1.     It’s fucking delicious, that’s why
The first time I ever went here to have myself a coffee I had no idea what I was doing. Really. I went up and said “I like sweet things, but I don’t like coffee…” and the poor baristas whipped up a mocha. A mocha, for clueless people, is a hot chocolate with espresso in it. Jesus, it’s delicious. It’s warm and chocolaty and perfect. And those bastards at Starbucks know that once you’ve had a taste you want more and more. So of course every time I passed the little coffee shop I spent FOUR dollars on a little cup of hot chocolate with espresso in it.
It gets better. Christmas rolls around, right? And they have all this seasonal flavored syrup people go gaga for, like peppermint and Christmas tree and sugar cookie and ornament. But there’s also gingerbread. Oh god, the gingerbread flavor. I went to Starbucks and a guy I had a class with was working. He crafted me a drink that Jesus would worship. It was simply hot chocolate with gingerbread. I know, I sound ridiculous. But it was incredible. And from then on I didn’t care that it cost $4 a cup of heaven droplets.
2.    I do not have the time to craft my own deliciousness
In the morning, I’m lucky to get cereal down my throat. I don’t own a coffee machine, and the idea of making hot chocolate with water makes me queasy. I was never in the habit of having coffee before the morning starts and I’m still not. I just like it when I’m studying or want to look sophisticated.

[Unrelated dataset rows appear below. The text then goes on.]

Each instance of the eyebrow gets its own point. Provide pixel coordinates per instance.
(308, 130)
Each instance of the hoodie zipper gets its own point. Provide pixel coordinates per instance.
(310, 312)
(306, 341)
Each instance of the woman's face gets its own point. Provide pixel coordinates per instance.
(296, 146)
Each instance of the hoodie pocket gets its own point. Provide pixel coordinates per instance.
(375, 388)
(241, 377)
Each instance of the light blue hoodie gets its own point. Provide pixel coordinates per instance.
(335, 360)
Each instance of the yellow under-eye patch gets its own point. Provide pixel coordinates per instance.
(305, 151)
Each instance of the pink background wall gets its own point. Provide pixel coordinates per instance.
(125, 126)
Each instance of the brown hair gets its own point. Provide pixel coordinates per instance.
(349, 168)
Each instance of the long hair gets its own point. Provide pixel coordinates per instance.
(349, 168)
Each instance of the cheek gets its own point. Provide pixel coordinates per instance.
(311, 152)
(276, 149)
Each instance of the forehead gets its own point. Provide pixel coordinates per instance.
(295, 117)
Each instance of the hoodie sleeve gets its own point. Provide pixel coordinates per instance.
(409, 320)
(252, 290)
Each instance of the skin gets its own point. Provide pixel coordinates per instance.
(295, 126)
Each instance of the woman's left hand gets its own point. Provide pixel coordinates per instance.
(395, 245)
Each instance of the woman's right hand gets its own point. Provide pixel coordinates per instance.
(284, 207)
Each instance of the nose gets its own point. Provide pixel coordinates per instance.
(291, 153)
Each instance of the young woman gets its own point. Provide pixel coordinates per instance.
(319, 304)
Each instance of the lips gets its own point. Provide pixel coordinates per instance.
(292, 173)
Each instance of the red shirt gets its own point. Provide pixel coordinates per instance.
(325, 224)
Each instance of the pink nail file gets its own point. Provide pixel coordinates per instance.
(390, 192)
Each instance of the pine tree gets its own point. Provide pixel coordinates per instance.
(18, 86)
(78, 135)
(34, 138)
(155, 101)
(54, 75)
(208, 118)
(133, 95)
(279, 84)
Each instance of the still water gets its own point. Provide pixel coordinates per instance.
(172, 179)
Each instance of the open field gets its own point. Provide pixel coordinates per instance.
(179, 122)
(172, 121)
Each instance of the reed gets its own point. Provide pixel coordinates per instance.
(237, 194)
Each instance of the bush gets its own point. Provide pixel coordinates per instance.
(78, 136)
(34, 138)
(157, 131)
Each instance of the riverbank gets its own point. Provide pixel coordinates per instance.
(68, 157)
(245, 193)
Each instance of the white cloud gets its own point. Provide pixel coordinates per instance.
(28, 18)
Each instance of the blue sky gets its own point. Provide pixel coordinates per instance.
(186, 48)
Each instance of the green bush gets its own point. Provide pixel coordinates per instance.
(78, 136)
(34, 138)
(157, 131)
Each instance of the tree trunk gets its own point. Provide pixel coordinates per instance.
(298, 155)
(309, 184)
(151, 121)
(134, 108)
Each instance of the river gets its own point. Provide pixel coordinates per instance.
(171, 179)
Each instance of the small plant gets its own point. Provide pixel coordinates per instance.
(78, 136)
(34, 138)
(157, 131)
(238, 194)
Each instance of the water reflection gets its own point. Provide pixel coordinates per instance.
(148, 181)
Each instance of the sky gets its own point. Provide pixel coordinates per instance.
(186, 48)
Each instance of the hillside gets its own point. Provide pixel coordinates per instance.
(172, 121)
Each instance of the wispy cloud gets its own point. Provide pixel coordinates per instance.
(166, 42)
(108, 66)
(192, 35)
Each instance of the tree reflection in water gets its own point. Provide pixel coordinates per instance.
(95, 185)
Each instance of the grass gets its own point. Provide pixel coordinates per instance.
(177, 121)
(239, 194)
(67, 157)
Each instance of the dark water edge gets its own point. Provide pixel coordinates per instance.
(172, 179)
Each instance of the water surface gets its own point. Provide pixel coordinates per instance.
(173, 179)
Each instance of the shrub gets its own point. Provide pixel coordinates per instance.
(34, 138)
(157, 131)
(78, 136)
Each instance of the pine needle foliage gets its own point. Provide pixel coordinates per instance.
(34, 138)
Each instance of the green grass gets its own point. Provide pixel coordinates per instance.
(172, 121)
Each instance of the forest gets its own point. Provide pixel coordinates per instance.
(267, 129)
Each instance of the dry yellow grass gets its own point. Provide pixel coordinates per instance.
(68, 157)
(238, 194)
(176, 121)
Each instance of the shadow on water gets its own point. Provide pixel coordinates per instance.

First of all I have no clue how to make anything they have. Go ahead and send me all the recipes you want, I can’t make it like they do. I don’t have that fancy steamer that boils milk in mere seconds, nor do I have the whipped cream dispensary that you hold upside down. So I cannot replicate their creations. And furthermore, I will not. That is sacrilege.
3.     What else am I doing with my money?
That sounds bad. I know. As a college student money is tight. I try not to blow money all willy nilly, but sometimes you want a mocha with whipped cream and gingerbread syrup. At my school there are meal plans. I have a student ID card that has the money for meals on it. Preloaded. You can spend that money only on things on campus, food-wise. So I have at least $625 to spend a semester on food, and if I don’t, I lose it. So why the hell not buy coffee when I want to sip something hot?